Although drunk driving-related traffic fatalities decreased from 10,136 in 2010 to 9,878 in 2011, drunk driving is still the deadliest and most often committed crime in the United States, according to the National Highway Traffic Safety Administration (NHTSA). Despite a nationwide legal blood alcohol concentration (BAC) limit of 0.08 and an increasing use of ignition interlocks, drunk driving continues to be the cause for more than 30 percent of total traffic deaths each year.
Throughout the year, organizations such as Mothers Against Drunk Driving (MADD) and the NHTSA combat impaired driving through campaigns and events designed to raise public awareness about the dangers of impaired driving, get impaired drivers off the road, and save lives. MADD also plays an active role in affecting drunk driving-related legislation while the NHTSA created the Drive Sober Or Get Pulled Over campaign, a national drunk driving-enforcement crackdown held during times of the year when drunk driving is at a high, such winter holiday season.

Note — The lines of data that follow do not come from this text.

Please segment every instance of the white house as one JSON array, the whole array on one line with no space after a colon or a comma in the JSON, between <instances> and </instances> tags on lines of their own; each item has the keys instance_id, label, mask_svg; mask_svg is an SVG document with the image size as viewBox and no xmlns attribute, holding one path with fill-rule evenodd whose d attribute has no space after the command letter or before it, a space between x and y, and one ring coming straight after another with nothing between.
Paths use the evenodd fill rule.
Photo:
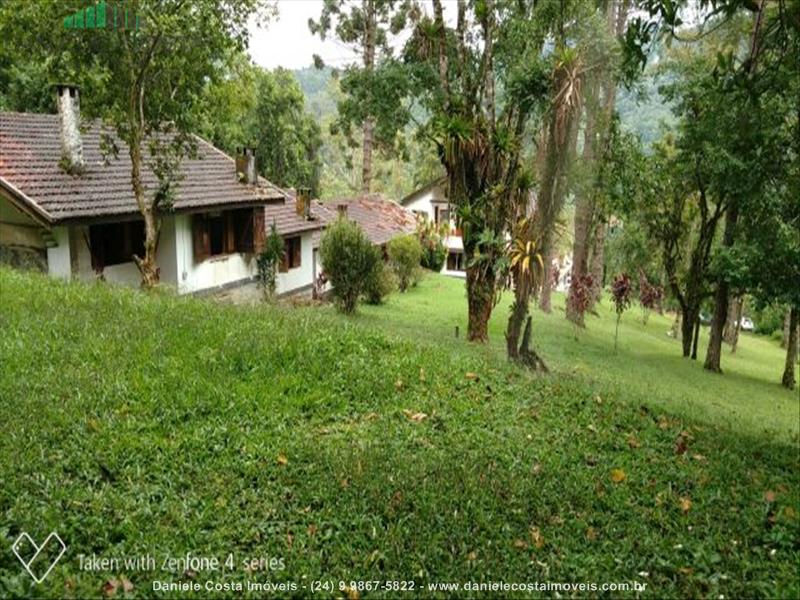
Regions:
<instances>
[{"instance_id":1,"label":"white house","mask_svg":"<svg viewBox=\"0 0 800 600\"><path fill-rule=\"evenodd\" d=\"M432 221L437 226L446 224L447 260L442 273L464 277L466 261L461 231L456 226L453 208L447 199L447 178L441 177L414 190L400 201L400 204L418 217Z\"/></svg>"},{"instance_id":2,"label":"white house","mask_svg":"<svg viewBox=\"0 0 800 600\"><path fill-rule=\"evenodd\" d=\"M144 223L127 146L116 140L118 157L103 155L111 132L80 123L76 88L59 86L58 106L58 115L0 112L0 251L55 277L137 285L132 256L142 255ZM195 141L197 155L182 161L173 210L162 219L161 281L181 294L253 284L255 256L275 223L286 247L278 293L310 290L312 234L322 221L257 176L252 150L234 160ZM145 171L152 193L157 179Z\"/></svg>"}]
</instances>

However, organizations throughout the country fight drunk driving with full force during National Impaired Driving Prevention Month, held throughout the month of December every year. Also known as Drunk and Drugged Driving Prevention Month, the month-long event focuses on both drunk and drugged driving prevention by raising awareness of the dangers of operating a vehicle while under the influence of alcohol and drugs.
National Impaired Driving Prevention Month places special focus on drugged driving, a dangerous and growing problem that’s often overlooked. According to a 2007 survey conducted by the NHTSA, 1 in 8 weekend, nighttime drivers tested positive for illegal drugs. In 2009, 3,952 injured drivers tested positive for drugs.
Join in the fight against drunk and drugged driving this month (and throughout the entire year) by talking to your kids about the dangers of alcohol, drugs, and driving under the influence of either substance. Join educators, health care providers, and community leaders in raising awareness of drunk and drugged driving and in creating prevention programs designed to stop alcohol and drug abuse and impaired driving before they start.
And, of course, drink responsibly, don’t abuse alcohol or drugs (including prescription drugs), and never drive while impaired by drugs or alcohol or get into a vehicle with an impaired driver.